1.2 Identifikasi Masalah 1.2.1 Perumusan Masalah Penyelenggaraan kinerja dari organisasi sektor publik yang baik dan bertanggung jawab baru tercapai bila dalam penerapan otoritas politik, ekonomi dan administrasi terjalin hubungan yang mendukung. Ketiga unsur tersebut memiliki jaringan dan interaksi yang setara dan sinerjik. Interaksi dan kemitraan seperti itu biasanya baru dapat berkembang subur bila ada kepercayaan (trust), transparansi, partisipasi, serta tata aturan yang jelas dan pasti, good governance yang sehat juga akan berkembang sehat dibawah kepemimpinan yang berwibawa dan memiliki visi yang jelas.
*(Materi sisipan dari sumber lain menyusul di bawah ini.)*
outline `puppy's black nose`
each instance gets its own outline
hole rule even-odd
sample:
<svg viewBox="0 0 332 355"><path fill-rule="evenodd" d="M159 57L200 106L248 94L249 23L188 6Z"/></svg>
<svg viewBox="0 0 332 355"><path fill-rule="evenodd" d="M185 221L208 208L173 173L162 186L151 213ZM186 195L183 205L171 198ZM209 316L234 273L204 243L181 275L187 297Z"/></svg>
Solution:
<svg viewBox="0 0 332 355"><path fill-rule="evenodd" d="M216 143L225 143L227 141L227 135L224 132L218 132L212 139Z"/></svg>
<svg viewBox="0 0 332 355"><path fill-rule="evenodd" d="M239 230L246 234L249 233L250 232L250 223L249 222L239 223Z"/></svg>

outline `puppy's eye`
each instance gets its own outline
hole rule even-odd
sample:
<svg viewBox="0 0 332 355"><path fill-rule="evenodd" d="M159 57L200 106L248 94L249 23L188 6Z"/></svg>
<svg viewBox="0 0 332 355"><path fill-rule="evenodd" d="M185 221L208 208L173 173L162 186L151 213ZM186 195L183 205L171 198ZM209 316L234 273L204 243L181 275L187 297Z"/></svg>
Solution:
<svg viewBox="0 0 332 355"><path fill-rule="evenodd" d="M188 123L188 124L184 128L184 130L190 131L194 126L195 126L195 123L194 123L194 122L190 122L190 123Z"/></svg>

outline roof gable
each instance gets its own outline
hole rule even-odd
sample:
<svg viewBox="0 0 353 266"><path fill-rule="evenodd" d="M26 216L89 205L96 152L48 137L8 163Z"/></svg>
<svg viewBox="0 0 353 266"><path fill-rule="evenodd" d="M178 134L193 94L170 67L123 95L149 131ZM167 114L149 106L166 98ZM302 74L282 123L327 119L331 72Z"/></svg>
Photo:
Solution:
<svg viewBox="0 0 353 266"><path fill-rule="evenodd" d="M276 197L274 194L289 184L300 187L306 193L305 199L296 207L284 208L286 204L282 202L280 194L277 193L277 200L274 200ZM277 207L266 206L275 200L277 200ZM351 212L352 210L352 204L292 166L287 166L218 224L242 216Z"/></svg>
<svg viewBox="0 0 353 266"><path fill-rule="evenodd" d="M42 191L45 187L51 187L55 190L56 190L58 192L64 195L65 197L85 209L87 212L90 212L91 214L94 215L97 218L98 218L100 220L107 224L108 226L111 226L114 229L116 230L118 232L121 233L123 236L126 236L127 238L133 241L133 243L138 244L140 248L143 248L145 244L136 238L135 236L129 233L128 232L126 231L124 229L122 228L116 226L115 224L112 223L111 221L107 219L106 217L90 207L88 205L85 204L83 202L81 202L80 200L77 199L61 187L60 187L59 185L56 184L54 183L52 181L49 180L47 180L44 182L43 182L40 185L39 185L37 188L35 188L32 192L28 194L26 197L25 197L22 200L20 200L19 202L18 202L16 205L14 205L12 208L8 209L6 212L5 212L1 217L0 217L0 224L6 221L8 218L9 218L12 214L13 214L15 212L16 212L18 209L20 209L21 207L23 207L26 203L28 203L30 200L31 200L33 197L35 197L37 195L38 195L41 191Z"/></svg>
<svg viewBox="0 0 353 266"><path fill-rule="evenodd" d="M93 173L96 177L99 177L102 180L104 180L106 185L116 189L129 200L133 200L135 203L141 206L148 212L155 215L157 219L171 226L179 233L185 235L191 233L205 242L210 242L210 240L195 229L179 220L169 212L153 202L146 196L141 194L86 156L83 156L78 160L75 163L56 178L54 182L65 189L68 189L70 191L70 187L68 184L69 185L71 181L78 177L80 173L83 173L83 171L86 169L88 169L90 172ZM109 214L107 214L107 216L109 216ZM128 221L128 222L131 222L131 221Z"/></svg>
Berdasarkan uraian yang melatar belakangi penelitian ini, maka peneliti merumuskan berbagai permasalahan sebagai berikut : 1. Apakah komitmen organisasi berpengaruh terhadap kinerja RSUDAM Bandarlampung? 2. Apakah komitmen organisasi berpengaruh terhadap good governance pada RSUDAM Bandarlampung? 3. Apakah good governance berpengaruh terhadap kinerja RSUDAM Bandarlampung? 4. Apakah komitmen organisasi berpengaruh secara tidak langsung terhadap kinerja RSUDAM Bandarlampung melalui good governance? 1.2.2 Batasan Masalah Untuk memfokuskan penelitian ini agar mempunyai ruang lingkup dan arah penelitian yang jelas, pembatasan masalah yang dilakukan adalah sebagai berikut:
1. Penelitian ini menggunakan objek penelitian RSUDAM Bandarlampung. 2. Data primer yang atas komitmen organisasi, good governance dan kinerja RSUDAM Bandarlampung yang diperoleh dengan cara penyebaran kuesioner. 1.3 Tujuan dan Manfaat Penelitian 1.3.1 Tujuan Penelitian Tujuan yang ingin dicapai penulis dari penelitian ini adalah sebagai berikut: 1. Untuk memperoleh bukti empiris bahwa komitmen organisasi berpengaruh terhadap kinerja RSUDAM Bandarlampung. 2. Untuk memperoleh bukti empiris bahwa komitmen organisasi berpengaruh terhadap good governance pada RSUDAM Bandarlampung. 3. Untuk memperoleh bukti empiris bahwa good governance berpengaruh terhadap kinerja RSUDAM Bandarlampung. 4. Untuk memperoleh bukti empiris bahwa komitmen organisasi berpengaruh secara tidak langsung terhadap kinerja RSUDAM Bandarlampung melalui good governance. 1.3.2 Manfaat Penelitian Manfaat dari penelitian ini adalah: 1. Sebagai sarana bagi peneliti dalam memahami, menambah, dan mengaplikasikan pengetahuan teoritis yang telah dipelajari. 2. Sebagai bahan referensi dan informasi untuk menambah wawasan bagi pihak- pihak yang berminat dalam bidang sektor publik.
3. Penelitian ini diharapkan dapat menambah bukti empiris dari penelitian- penelitian sebelumnya mengenai komitmen organisasi, good governance dan kinerja RSUDAM.